BJP ready to play religious card in Indian election

Coalition government in Muslim-majority Jammu and Kashmir state collapses after pro-Hindu party withdraws its support

BJP ready to play religious card in Indian election

Jammu and Kashmir Chief Minister Mehbooba Mufti speaks during a press conference after submitting her resignation in Srinagar on June 19. (Photo by Tauseef Mustafa/AFP)

The government in Muslim-majority Jammu and Kashmir state has collapsed after India’s pro-Hindu party withdrew its support for the ruling alliance in what is widely seen as a move to revive the party’s Hindu political card in the run-up to the national election next year.

The coalition government of the state’s Peoples Democratic Party (PDP) and Prime Minister Narendra Modi’s Bharatiya Janata Party (BJP) fell on June 19 when the BJP withdrew support “to protect the national interest.”

BJP spokespersons told media that it had become untenable to continue in a collation government that could not take a harsher stand against Islamic militants trying to free the state from Indian rule.

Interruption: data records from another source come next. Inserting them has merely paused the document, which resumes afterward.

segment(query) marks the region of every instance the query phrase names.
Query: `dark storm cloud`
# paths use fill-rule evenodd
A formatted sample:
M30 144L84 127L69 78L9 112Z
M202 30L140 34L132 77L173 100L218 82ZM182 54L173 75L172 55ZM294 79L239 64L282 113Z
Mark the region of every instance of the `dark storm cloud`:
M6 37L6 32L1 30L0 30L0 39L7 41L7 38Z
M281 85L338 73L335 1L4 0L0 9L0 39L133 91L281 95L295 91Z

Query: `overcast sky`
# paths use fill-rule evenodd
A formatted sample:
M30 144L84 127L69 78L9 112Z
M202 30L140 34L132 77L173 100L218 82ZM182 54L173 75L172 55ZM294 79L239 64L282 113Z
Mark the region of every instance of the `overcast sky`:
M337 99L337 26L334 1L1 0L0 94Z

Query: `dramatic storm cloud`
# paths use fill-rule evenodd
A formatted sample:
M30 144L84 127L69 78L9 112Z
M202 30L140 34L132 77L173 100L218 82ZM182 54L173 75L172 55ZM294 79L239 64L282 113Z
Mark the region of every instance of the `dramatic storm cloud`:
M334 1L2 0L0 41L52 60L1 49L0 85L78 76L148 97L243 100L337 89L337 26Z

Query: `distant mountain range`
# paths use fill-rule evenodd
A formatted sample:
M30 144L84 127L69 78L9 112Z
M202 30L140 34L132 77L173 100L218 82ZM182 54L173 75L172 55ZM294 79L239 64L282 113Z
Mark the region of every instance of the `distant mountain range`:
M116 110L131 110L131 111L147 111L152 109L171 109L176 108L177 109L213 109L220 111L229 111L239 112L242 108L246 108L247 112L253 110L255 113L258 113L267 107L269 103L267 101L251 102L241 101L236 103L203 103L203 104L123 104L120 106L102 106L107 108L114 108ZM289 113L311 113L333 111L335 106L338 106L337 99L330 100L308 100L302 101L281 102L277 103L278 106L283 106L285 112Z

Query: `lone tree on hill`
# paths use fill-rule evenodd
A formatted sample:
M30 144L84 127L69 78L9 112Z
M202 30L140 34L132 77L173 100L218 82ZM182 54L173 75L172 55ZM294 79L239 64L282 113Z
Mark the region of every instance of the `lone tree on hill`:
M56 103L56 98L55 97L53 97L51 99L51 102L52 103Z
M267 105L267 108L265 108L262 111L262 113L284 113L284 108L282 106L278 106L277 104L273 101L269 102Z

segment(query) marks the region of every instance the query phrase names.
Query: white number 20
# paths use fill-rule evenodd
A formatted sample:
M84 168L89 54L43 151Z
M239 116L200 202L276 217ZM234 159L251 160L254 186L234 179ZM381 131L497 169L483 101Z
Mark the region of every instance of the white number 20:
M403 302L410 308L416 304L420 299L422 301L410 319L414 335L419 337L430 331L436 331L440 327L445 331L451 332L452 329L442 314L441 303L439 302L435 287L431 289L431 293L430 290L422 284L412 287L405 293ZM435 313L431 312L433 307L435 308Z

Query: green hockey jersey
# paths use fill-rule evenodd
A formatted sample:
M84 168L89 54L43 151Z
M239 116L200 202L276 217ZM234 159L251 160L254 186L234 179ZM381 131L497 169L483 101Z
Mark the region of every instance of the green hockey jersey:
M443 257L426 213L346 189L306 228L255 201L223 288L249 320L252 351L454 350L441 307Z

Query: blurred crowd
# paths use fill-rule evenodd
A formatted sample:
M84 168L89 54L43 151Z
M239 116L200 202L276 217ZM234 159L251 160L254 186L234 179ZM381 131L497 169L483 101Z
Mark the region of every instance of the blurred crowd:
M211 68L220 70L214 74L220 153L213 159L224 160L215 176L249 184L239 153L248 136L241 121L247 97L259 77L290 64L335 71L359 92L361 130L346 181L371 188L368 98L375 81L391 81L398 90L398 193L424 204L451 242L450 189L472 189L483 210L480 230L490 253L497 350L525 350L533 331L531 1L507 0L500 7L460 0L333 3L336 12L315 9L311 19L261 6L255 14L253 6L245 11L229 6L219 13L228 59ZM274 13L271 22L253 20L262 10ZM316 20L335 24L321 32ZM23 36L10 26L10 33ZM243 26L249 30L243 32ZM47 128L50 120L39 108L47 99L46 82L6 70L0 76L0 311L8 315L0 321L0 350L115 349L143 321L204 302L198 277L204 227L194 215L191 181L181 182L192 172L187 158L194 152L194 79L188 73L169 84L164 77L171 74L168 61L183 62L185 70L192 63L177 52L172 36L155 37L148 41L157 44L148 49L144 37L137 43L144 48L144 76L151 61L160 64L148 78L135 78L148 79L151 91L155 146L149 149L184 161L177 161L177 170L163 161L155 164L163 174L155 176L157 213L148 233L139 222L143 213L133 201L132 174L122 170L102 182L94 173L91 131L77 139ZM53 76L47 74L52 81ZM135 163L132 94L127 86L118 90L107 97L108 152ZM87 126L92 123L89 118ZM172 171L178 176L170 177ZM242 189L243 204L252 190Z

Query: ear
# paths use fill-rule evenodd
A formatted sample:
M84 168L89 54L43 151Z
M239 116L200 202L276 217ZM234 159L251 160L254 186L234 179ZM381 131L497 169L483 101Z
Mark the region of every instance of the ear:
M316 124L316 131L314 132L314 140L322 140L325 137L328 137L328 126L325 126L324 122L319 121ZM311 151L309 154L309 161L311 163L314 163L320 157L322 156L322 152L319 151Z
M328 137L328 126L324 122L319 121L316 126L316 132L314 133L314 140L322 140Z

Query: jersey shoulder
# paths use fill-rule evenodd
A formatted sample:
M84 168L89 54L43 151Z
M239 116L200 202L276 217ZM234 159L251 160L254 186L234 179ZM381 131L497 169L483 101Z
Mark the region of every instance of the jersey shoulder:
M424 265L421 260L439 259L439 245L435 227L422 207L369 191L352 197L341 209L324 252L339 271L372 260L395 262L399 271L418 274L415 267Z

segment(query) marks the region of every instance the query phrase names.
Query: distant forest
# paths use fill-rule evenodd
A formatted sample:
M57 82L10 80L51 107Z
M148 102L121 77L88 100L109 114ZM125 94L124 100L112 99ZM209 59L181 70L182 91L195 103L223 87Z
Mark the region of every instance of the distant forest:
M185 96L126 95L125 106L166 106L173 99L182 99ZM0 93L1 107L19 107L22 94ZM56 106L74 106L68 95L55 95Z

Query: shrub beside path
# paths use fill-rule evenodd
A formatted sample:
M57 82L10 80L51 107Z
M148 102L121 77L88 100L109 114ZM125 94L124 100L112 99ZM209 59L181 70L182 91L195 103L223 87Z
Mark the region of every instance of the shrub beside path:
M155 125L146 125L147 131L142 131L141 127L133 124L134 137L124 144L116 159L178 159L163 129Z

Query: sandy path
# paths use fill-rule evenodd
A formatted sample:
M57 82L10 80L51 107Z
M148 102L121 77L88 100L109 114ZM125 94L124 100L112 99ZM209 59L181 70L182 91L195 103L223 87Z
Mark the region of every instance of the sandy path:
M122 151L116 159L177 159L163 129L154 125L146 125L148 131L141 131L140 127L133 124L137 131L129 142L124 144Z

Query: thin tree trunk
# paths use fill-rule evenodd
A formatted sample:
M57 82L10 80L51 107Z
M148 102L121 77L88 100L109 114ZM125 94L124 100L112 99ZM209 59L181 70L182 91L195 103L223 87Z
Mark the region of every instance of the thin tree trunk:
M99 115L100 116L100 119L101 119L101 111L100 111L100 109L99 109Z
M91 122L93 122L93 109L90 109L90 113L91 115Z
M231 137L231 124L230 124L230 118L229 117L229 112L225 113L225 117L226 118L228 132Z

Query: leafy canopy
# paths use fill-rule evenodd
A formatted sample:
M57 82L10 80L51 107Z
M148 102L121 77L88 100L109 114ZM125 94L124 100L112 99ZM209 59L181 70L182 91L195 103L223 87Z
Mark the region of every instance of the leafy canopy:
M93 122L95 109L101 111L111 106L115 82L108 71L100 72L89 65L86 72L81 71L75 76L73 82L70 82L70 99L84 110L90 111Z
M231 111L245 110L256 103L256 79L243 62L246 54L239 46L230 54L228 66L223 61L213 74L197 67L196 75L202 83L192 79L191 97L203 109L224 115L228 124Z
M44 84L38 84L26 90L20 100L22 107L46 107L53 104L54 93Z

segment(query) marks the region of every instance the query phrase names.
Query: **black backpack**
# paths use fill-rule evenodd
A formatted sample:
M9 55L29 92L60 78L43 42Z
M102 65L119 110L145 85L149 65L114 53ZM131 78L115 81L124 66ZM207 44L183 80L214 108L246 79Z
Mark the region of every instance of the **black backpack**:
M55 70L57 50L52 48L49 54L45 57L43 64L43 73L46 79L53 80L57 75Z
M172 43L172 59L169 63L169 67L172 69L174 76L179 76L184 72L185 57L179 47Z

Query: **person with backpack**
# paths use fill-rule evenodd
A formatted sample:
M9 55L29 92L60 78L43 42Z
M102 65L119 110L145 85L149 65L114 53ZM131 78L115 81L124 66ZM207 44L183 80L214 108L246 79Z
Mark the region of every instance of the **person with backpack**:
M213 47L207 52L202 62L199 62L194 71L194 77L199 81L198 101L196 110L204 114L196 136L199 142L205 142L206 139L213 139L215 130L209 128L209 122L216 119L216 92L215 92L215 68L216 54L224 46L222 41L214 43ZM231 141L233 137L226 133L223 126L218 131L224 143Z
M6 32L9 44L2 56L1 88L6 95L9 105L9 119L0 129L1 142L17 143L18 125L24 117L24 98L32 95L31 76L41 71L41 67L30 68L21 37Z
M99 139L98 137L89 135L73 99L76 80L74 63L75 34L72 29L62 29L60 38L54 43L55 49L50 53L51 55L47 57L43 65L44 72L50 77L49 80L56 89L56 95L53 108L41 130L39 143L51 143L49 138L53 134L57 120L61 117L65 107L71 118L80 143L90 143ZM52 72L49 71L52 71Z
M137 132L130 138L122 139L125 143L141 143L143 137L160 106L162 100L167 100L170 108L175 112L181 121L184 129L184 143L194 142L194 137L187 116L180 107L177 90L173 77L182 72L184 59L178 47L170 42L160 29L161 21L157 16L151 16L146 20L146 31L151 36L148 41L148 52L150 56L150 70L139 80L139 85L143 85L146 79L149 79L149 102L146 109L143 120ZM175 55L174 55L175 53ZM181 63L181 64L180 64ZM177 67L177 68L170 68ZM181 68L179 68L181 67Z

BJP spokesman Sunil Sethi told media that terrorism has been increasing since the government come to power in March 2015. “We wanted to deal with the situation strongly. Everyone was suffering due to this situation. We had to take a call for the interest of the nation,” he said.

Modi has always favored tough military action against militants but the state’s Chief Minister Mehbooba Mufti often created hurdles by her “soft or middle path” in trying to offer a “healing touch” to warring Muslim groups, the BJP said.

The BJP move, that stresses action against Islamic terrorists, has wider ramifications for the national election in the Hindu-majority nation due in April 2019, say observers.

“In the name of a healing touch in Kashmir, the PDP-led government was often giving wrong signals. Our core voters were irked at such appeasement policies,” BJP leader Jagdambika Pal told ucanews.com.

Immediately after the BJP withdrew the support of its 25 legislators in the 89-member state legislature, Mufti announced her resignation and said “a muscular policy” cannot work and Kashimir cannot be treated like an “enemy territory.”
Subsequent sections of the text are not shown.